Nothing wrote:Except there are no heroes in Leone.
Anti-heroes, fine. Leone subverts the regular depiction of Western heroism, but he no more fails to construct his own version of heroism than Kurosawa failed to construct his own genuine, if eccentric, version of heroism in Yojimbo and Sanjuro.
Nothing wrote:The intended irony behind the title of 'The Good, the Bad & the Ugly' is that the three protagonists are barely distinguishble - they are all greedy immoral capitalists willing to murder for profit.
The greed and amorality of Leone's heroes comes directly from Kurosawa's Yojimbo, not Leone's politics, whatever they might actually be. It has nothing to do with capitalism. Leone's films build on and develop Kurosawa's later version of heroism, they don't build on or develop marxist concerns.
For me, the actual irony of The Good, The Bad, and The Ugly's title is that while everyone starts out seeming like an indistinguishable blend of the three qualities, making the film bathetic, by the end they genuinely become gigantic and mythic enough to deserve such archetypal labels. What was bathetic turns into real, if unexpected, grandeur. Therein is the irony.

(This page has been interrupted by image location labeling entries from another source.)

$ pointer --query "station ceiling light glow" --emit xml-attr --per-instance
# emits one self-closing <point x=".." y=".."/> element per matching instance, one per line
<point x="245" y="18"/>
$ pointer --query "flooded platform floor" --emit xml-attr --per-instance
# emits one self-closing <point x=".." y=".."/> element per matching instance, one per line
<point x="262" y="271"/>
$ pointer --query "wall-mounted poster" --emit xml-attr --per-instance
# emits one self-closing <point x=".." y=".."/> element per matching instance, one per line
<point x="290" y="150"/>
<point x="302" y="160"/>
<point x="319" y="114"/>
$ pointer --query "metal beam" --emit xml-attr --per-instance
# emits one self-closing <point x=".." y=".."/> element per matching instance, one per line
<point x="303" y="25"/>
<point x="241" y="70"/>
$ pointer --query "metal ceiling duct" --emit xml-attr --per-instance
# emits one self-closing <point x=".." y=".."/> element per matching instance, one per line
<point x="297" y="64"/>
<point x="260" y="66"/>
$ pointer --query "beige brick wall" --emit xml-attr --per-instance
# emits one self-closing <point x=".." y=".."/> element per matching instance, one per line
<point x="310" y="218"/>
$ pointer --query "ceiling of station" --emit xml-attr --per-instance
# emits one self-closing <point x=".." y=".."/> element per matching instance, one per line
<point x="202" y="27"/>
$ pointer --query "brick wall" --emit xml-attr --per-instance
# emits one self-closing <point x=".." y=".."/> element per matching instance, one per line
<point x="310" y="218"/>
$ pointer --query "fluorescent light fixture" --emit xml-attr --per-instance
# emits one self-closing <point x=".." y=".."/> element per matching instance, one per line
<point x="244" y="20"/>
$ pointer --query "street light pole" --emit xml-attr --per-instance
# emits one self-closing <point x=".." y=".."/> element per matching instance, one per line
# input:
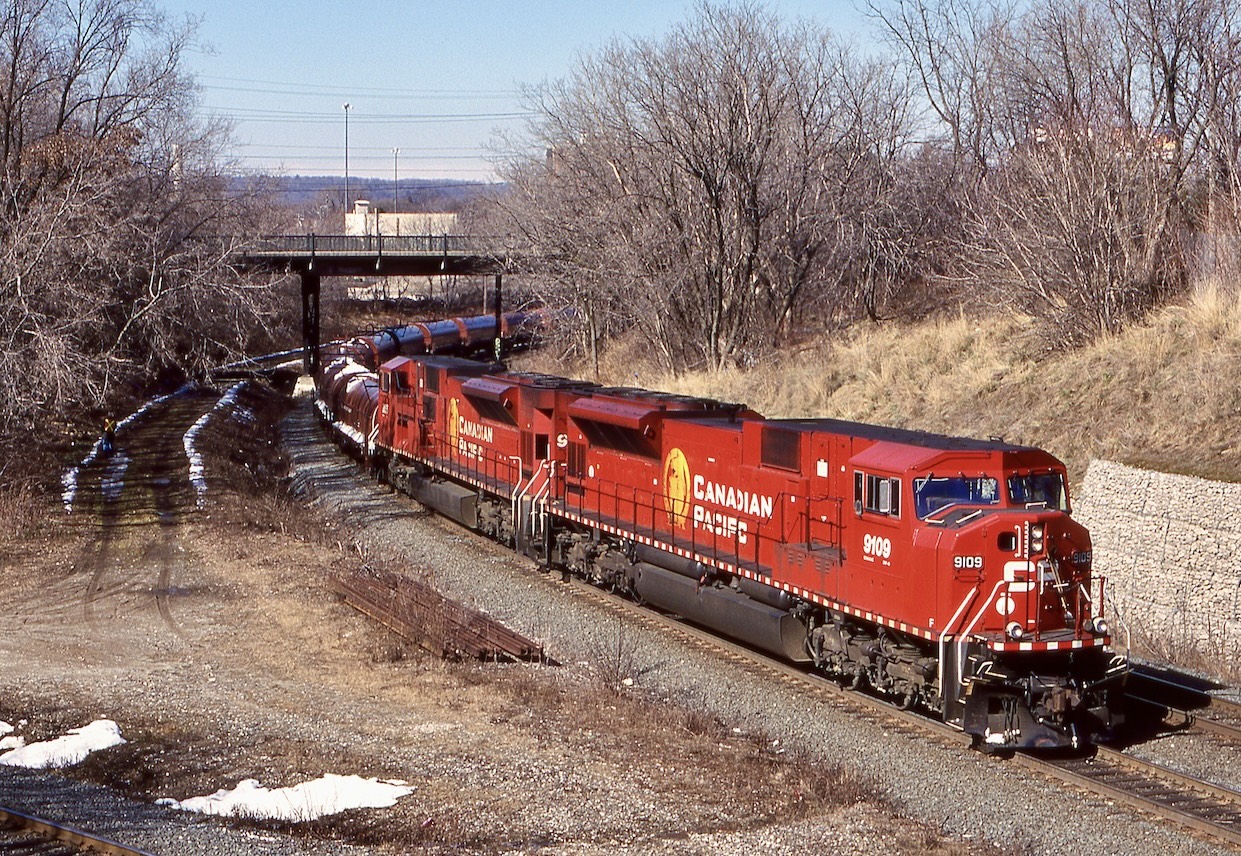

Nothing wrote:I just did. And it's pretty tenouus assigning Leone's politics to his writers. He worked with many different writers over the course his career and yet his politics remained consistent.
Luciano Vincenzoni worked on For a Few Dollars More, The Good, the Bad, and the Ugly, and Duck, You Sucker, and Sergio Donati worked on the latter and Once Upon a Time in the West. Leone would use some of the same writers. He also favoured a certain type of young, cinema-loving writer (such as Bertolucci) to write the stories for his films. Leone's political content is just vague enough, and his themes consistent enough, that one could get the impression that he's working through the same political questions throughout his career. He's really not. There is very little that is marxist about the dollars trilogy, most especially because Eastwood gets his (well deserved by then) monetary reward in all of them before riding off, solitary as when he began. OUATIW is more marxist, but that material is weakened by parallel concerns that compete for focus (and if you're me, win). There is a lot of marxism in Duck, You Sucker, but I find the Rod Steiger character ends up subverting enough of the revolutionary idealism of the Zapata Western that I can't be sure just what is sincere and what satirical in that movie's politics.
Nothing wrote:If you can't see that then it's no wonder you don't make much of his work.
Excuse me? The Good, The Bad, and the Ugly is probably my favourite Western, and both Once Upon a Time in the West and Duck, You Sucker are considerable achievements and personal favourites of mine.